The following gives the context of the above quote and is from his first apology in 150 A.D., which he wrote to the emperor Antoninus Pius in defense of innocent Christians:

“Reason dictates that persons who are truly noble and who love wisdom will honor and love only what is true. They will refuse to follow traditional viewpoints if those viewpoints are worthless…Instead, a person who genuinely loves truth must choose to do and speak what is true, even if he is threatened with death…I have not come to flatter you by this written petition, nor to impress you by my words. I have come to simply beg that you do not pass judgment until you have made an accurate and thorough investigation. Your investigation must be free of prejudice, hearsay, and any desire to please the superstitious crowds. As for us, we are convinced that you can inflict no lasting evil on us. We can only do it to ourselves by proving to be wicked people. You can kill us—but you cannot harm us.”

One keeps emerging.

… in grief nothing “stays put.” One keeps on emerging from a phase, but it always recurs. Round and round. Everything repeats. Am I going in circles, or dare I hope I am on a spiral? But if a spiral, am I going up or down it? How often — will it be for always? — how often will the vast emptiness astonish me like a complete novelty and make me say, “I never realized my loss till this moment”? The same leg is cut off time after time.
― C.S. Lewis, A Grief Observed

In reading quotes about grief, I notice that many of the ones that ring true are from Lewis’s book about his wife’s death. I downloaded it to my Kindle so I will start reading the whole thing tonight.

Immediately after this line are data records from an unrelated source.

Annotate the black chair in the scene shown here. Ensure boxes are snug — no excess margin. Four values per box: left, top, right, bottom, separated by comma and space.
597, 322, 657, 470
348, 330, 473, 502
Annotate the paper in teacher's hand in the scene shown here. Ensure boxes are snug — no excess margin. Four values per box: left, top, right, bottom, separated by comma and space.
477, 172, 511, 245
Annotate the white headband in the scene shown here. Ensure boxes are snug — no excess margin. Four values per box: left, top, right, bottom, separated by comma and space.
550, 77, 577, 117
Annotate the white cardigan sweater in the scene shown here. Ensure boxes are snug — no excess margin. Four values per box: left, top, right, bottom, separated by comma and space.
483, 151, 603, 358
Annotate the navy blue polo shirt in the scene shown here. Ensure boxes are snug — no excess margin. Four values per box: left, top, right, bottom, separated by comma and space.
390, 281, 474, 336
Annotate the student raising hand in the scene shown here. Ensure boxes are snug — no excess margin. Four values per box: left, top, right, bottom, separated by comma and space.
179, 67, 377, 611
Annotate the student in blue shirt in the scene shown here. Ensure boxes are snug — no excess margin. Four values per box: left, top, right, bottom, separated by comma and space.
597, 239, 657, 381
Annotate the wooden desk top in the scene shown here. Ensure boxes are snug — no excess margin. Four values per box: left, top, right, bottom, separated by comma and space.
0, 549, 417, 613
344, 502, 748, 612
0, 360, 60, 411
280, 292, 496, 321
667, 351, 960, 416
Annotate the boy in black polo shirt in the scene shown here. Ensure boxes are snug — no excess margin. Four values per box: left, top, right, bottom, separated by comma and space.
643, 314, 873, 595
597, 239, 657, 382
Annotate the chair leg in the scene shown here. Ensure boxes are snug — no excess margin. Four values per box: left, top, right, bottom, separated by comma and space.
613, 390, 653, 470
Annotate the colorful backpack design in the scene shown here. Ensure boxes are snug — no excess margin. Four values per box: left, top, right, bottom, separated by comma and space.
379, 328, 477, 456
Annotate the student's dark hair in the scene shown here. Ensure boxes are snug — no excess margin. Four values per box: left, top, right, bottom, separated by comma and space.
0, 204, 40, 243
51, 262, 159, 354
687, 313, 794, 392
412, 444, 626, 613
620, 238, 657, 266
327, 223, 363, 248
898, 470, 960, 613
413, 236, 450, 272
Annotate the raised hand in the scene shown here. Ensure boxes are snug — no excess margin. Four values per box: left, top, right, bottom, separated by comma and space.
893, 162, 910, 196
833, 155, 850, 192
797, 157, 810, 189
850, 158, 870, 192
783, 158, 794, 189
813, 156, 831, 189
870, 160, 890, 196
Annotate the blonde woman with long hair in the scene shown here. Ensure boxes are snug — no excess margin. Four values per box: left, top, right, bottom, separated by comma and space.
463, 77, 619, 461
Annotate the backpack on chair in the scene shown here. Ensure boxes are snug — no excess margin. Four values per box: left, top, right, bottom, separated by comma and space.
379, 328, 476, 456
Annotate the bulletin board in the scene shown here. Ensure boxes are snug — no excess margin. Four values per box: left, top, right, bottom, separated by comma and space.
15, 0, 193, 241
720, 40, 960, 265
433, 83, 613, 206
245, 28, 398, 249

Many things keep me from writing about my own grief, but the biggest hindrance may be the strangeness of it. Every day I am startled and disturbed by a new discovery — of an ache or a gaping hole or a missing component of myself. I am helpless against the ambush of thoughts and emotions whether it comes just as it did yesterday, or by a fresh route.

That all sounds like grief is something outside of me, but of course it’s what is going on in my heart; it is Me. This Me is a woman I don’t really know; she is mystifying and unpredictable. I don’t know what else to write about her, but I pray for her.

We’re looking and making words.

This poem reminds me of the effect Annie Dillard’s An American Childhood had on me the first time I read it. Her noticing of so many details in the history and geography and biographies of her life made me realize that I’d had just as fascinating a childhood. From then on I began to look around with a new eye.

Looking Around, Believing

How strange that we can begin at any time.
With two feet we get down the street.
With a hand we undo the rose.
With an eye we lift up the peach tree
And hold it up to the wind — white blossoms
At our feet. Like today. I started
In the yard with my daughter,
With my wife poking at a potted geranium,
And now I am walking down the street,
Amazed that the sun is only so high,
Just over the roof, and a child
Is singing through a rolled newspaper
And a terrier is leaping like a flea
And at the bakery I pass, a palm,
Like a suctioning starfish, is pressed
To the window. We’re keeping busy —
This way, that way, we’re making shadows
Where sunlight was, making words
Where there was only noise in the trees.